Gottlob Frege wrote:
...
For variant, can I assign a T that has an operator int()?
Is assignment templatized?
What happens with
struct Bad
{
    operator int() { throw false; }
};
variant v = (short)10;
v = Bad();
For the following:
#include "boost/variant2/variant.hpp"
#include <iostream>
struct Bad
{
    operator int() { throw false; }
};
using namespace boost::variant2;
int main()
{
    variant v = (short)10;
try
    {
        v = Bad();
    }
    catch(...)
    {
        std::cout << "Exception\n";
    }
visit([](auto const& x){ std::cout << "(" << typeid(x).name() << ")" <<
x << std::endl; }, v );
}
the output is
Exception
(short)10
There are a number of subtleties here that I haven't quite captured in the
documentation; I'll see how I can document the behavior properly. The
assignment itself is
"template<class U> constexpr variant& operator=( U&& u )
  noexcept( /*see below*/ );
Let Tj be a type that is determined as follows: build an imaginary function
FUN(Ti) for each alternative type Ti. The overload FUN(Tj) selected by
overload resolution for the expression FUN(std::forward<U>(u)) defines the
alternative Tj which is the type of the contained value after construction.
Effects:
If index() == j, assigns std::forward<U>(u) to the value contained in *this.
Otherwise, equivalent to emplace<j>(std::forward<U>(u))."

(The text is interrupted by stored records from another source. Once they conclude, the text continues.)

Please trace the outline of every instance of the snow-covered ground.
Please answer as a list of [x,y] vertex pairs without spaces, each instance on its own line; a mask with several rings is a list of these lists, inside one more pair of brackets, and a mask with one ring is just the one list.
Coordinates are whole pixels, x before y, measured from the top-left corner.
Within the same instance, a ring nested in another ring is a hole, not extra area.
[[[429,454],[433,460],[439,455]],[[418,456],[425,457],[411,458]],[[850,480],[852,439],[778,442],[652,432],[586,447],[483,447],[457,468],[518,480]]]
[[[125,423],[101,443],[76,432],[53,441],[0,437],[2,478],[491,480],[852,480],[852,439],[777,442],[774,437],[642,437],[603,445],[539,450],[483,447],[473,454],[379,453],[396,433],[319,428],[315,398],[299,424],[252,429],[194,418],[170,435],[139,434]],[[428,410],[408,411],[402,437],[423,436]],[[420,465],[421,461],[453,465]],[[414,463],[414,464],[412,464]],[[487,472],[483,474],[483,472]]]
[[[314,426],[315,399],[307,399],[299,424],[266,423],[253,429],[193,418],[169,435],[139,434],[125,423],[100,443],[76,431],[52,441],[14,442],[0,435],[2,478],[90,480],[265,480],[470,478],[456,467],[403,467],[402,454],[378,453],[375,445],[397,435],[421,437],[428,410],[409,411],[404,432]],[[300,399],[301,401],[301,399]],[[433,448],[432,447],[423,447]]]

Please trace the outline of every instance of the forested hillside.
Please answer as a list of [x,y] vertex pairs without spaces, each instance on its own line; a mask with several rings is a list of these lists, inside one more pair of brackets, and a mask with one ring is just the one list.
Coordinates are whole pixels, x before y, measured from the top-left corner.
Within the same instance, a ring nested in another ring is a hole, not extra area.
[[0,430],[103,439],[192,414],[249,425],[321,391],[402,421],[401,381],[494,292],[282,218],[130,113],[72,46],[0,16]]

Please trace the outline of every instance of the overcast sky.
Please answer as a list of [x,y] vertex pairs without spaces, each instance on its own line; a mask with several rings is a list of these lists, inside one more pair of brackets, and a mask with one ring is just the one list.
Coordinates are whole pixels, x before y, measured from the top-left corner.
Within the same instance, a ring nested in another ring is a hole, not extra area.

and that's correct. So in this case index() is not j and it does
emplace<1>( Bad() ).
The behavior of emplace varies depending on a number of things:
- whether all types are trivially destructible
- whether the variant is single- or double-buffered
- whether the type we're constructing is nothrow constructible from the
arguments
- whether all contained types are trivially move constructible and move
assignable
- and finally, whether, in the single buffered case, we have a monostate
type
In this specific case, it's trivially destructible, single buffered, int not
nothrow constructible from Bar, all types trivially move constructible and
move assignable; so we end up constructing a temporary variant, then
memcpy-ing it over *this.
And do you sometimes do the opposite order - memcpy *this to a
temporary, emplace into this, memcpy back from the temporary if
emplace failed?

ie when the current value is trivial, but the new one isn't?

I'd like std::variant to do a few more of these heroics.